Experimental realization of ultracold Yb-⁷{rm Li} mixtures in mixed dimensions

We report on the experimental realization of ultracold $^{174}{\rm Yb}$-$^{7}{\rm Li}$ (Boson-Boson) and $^{173}{\rm Yb}$-$^{7}{\rm Li}$ (Fermion-Boson) mixtures. They are loaded into three dimensional (3D) or one dimensional (1D) optical lattices that are species-selectively deep for the heavy Ytterbium (Yb) and shallow for the light bosonic Lithium (Li) component, realizing novel mixed dimensional systems. In the 1D optical lattice the band structure of $^{173}{\rm Yb}$ is reconstructed in the presence of $^{7}{\rm Li}$. Spectroscopic measurements of the $^{174}{\rm Yb}$-$^{7}{\rm Li}$ mixture in the 3D lattice give access to the $^{174}{\rm Yb}$ Mott-insulator structure.
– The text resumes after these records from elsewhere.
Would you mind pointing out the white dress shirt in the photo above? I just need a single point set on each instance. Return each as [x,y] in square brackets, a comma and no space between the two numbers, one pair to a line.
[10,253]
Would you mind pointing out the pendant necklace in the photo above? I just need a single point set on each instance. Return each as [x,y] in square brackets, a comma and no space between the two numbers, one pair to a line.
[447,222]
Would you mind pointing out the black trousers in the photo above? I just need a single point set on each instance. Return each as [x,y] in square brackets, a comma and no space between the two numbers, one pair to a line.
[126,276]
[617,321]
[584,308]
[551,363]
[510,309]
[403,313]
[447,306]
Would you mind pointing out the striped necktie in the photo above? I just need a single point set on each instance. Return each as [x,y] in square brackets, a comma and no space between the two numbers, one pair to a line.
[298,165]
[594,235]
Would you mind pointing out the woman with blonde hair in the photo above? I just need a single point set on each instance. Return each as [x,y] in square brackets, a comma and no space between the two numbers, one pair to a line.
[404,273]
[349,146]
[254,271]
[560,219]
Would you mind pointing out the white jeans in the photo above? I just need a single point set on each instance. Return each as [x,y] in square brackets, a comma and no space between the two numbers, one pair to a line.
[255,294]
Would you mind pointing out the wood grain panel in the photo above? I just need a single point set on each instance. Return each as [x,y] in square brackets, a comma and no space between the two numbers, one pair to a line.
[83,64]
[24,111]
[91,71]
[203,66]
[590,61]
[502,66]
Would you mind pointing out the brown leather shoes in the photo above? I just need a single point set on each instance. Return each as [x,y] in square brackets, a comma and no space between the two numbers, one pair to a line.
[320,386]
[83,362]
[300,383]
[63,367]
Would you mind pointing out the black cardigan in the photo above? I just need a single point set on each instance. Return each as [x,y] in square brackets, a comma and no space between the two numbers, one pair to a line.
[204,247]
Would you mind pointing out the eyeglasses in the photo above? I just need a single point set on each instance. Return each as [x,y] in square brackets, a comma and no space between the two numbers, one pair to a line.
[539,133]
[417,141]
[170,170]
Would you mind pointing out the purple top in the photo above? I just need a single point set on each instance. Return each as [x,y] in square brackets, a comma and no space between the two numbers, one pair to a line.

Ground state inter-species scattering lengths are determined to be $|a_{\rm bg}(^{174}{\rm Yb}$-$^{7}{\rm Li})|=(1.11 \pm 0.17)~{\rm nm}$ and $|a_{\rm bg}(^{173}{\rm Yb}$-$^{7}{\rm Li})|=(1.16 \pm 0.18)~{\rm nm}$. The formation and characterization of an ultracold $^{173}{\rm Yb}$-$^{7}{\rm Li}$ mixture is a first step towards a possible realization of a topological $p_x + i\,p_y$ superfluid in this system.